Does Suffering Mean There’s No God?

Suffering is a feature of this life because the human race has turned away from its Creator.

Written by Andrew Moody | Tuesday, January 23, 2018

People who receive Jesus and the reconciliation he offers, can see suffering very differently. First they can see by the example of Jesus that God is able to bring good out of even the greatest pain (even when they don’t understand how that can be). Second they can look forward to a future that is free from suffering. The Bible insists that there will come a day when God will renew the world and all those who have trusted in him. Those who followed Jesus will rise to a new life.

 

Terrible things happen in this world and no one can pretend to really understand why. Even the Bible acknowledges that this question is beyond the wisest person (Ecclesiastes 8:14-17). Yet, while suffering makes faith in God difficult for many people it need not force us to the conclusion that there is no God or that God is not good. In fact we might even say that the fact that we recognise suffering as evil (especially other people’s), shows that we know the world isn’t supposed to be like that.[1]
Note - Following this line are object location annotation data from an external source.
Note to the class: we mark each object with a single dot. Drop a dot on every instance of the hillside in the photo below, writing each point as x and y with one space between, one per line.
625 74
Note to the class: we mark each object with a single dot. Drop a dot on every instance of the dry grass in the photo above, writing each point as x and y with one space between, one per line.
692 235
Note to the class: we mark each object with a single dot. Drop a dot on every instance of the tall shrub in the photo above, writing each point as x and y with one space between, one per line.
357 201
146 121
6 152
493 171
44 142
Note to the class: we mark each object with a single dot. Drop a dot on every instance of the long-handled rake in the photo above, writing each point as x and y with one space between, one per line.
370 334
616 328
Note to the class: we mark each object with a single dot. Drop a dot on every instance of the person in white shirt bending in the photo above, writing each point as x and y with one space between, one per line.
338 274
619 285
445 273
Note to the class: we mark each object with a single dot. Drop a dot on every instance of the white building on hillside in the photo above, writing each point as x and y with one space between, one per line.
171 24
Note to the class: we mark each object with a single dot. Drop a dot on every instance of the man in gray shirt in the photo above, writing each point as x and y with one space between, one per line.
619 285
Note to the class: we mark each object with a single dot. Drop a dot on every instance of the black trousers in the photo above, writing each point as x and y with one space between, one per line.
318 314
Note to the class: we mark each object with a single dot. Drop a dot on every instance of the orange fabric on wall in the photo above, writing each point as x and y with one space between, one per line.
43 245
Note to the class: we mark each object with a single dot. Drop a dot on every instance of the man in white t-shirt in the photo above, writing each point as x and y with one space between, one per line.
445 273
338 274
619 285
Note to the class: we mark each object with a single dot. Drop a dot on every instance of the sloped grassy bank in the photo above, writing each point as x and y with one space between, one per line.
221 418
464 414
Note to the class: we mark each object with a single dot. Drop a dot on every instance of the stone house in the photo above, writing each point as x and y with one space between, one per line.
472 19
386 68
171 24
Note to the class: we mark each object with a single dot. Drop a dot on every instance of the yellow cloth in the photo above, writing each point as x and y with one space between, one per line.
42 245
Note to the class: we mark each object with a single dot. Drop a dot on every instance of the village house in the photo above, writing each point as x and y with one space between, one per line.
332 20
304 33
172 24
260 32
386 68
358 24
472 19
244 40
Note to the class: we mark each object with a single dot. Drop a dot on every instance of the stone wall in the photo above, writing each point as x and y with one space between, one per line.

Here (very briefly!) are some the ways the Bible encourages us to think about the problem of pain and suffering.

1. We Suffer Because of Our Broken Relationship to the Creator

At the most basic and general level, the Bible insists that suffering is a feature of this life because the human race has turned away from its Creator. God is the one who gives life and health and safety yet we’ve tried (and keep on trying) to live life according to our own rules. Because of this, everything in our world is out of alignment and nothing works properly any more—relationships break down, bodies fail and creation groans. As humans seek to provide for themselves and justify themselves, they inevitably find themselves in conflict and competition with each other.

God describes the pattern like this:

My people have committed two sins: They have forsaken me, the spring of living water, and have dug their own wells … that cannot hold water. … Consider then and realise how evil and bitter it is for you when you forsake the Lord your God. (Jeremiah 2:13,19)

2. God Knows all About It

The human predicament described by the Bible is desperate and hopeless, yet God has not left us alone in it. The New Testament tells us that God has sent his own Son into the world as a human to share our life and experience our suffering. Through Jesus who was tortured to death on the cross, God knows human grief and loss first hand and so we can find help and comfort in him.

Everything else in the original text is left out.